Set into a gentle bank-like rise in the landscape, the stone is earth-fast, meaning it is fixed in the ground rather than free-standing, and on its smooth upper surface someone, at some point in prehistory, pecked out a single oval cupmark. Cupmarks are among the most common forms of prehistoric rock art found across Ireland and Britain: shallow, cup-shaped depressions ground or hammered into stone surfaces, their precise purpose still debated. This one measures roughly eight centimetres at its longest and six centimetres across, with a depth of about one and a half centimetres, and pock marks are still visible in the base of the hollow, traces of the repeated blows that created it.

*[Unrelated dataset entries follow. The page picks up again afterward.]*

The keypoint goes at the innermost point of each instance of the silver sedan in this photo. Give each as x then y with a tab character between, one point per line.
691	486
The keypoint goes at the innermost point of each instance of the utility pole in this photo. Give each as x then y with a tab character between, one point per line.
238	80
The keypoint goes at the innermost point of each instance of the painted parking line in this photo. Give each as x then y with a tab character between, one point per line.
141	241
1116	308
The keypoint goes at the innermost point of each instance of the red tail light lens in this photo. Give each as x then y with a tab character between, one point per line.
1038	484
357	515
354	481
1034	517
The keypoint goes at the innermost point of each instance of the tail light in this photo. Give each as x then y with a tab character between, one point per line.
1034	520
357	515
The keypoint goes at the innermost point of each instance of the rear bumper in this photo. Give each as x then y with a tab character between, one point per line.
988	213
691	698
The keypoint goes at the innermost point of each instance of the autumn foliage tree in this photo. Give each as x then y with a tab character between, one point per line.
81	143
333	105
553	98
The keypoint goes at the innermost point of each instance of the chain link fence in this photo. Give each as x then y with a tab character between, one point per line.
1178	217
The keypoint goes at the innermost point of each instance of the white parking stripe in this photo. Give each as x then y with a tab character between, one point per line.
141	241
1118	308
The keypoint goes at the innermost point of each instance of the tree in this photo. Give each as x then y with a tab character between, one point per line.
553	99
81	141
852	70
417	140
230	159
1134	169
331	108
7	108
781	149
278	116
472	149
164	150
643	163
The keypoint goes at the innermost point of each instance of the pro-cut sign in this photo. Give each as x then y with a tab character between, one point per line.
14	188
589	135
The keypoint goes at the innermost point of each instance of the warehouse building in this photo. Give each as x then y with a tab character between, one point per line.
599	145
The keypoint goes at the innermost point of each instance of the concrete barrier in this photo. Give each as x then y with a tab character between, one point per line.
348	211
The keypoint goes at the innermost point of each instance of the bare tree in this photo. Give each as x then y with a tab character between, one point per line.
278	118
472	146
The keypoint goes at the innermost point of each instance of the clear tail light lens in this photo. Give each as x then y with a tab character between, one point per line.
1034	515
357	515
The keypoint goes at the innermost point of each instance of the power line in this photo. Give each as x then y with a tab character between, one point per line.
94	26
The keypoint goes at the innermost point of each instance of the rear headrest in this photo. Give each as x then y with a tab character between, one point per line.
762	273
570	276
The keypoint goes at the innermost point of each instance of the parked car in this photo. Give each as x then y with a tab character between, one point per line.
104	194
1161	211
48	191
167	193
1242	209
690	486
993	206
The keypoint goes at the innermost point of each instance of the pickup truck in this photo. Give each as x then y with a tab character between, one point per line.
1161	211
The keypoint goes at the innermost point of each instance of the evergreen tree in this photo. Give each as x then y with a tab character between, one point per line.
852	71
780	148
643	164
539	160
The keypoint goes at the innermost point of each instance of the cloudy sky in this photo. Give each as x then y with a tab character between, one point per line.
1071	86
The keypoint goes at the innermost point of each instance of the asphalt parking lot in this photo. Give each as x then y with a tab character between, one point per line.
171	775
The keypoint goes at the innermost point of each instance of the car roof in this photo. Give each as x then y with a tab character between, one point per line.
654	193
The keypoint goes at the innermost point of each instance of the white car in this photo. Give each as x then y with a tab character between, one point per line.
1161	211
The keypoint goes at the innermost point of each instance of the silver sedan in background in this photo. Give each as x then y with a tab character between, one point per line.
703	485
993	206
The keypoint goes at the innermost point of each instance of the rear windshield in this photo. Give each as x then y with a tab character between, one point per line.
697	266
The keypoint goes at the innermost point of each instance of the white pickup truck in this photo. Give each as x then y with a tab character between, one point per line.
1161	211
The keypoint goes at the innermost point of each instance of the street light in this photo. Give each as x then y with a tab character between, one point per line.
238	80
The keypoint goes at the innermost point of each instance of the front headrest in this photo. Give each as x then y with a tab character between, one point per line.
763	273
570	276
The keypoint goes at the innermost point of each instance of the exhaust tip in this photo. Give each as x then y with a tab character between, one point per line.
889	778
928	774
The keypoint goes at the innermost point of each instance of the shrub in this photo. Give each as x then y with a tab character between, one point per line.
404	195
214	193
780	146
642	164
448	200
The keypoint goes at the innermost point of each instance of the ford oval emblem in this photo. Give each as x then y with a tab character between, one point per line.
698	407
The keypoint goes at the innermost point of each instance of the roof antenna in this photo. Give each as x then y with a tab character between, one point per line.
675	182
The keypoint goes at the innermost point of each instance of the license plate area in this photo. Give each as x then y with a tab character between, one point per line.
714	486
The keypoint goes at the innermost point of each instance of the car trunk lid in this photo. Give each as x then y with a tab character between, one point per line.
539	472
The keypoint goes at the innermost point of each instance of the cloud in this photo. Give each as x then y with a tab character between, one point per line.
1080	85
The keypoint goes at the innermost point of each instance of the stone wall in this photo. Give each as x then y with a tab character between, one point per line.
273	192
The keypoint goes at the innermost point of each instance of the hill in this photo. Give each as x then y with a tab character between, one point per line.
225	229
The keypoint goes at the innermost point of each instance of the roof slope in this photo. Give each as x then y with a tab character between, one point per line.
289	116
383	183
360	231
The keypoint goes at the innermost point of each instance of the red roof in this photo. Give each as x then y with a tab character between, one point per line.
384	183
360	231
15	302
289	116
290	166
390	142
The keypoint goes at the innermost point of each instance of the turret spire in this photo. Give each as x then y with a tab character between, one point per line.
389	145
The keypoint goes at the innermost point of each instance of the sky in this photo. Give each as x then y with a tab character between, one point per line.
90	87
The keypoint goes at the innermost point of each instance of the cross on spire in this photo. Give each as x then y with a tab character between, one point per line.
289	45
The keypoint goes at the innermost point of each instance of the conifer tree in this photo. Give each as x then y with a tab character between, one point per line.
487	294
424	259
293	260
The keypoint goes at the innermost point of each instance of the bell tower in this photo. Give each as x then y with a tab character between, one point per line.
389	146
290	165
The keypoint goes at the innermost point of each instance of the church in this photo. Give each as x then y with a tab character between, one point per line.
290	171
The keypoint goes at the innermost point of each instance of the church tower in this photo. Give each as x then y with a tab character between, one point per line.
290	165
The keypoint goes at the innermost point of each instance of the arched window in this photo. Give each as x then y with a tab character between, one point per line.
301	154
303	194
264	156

What makes this particular example a little more involved than a simple depression is the presence of two shallow lines extending from either side of the cupmark, one running to the north-east for about seven centimetres, the other to the south-west for six centimetres. Whether these lines were intentional extensions of the design or served some separate purpose is not recorded. Immediately to the north-west of the cupmark there is also a natural fissure running in roughly the same north-east to south-west direction, which raises the question of whether whoever carved the mark was responding to, or working in dialogue with, a feature already present in the stone. The rock art sits approximately one and a half metres from a cairn, a mound of stones that may itself be a prehistoric burial monument, suggesting this small corner of the island carried some significance to the people who shaped it. The site is documented by Gosling, Manning and Waddell in their 2007 survey of Clare Island.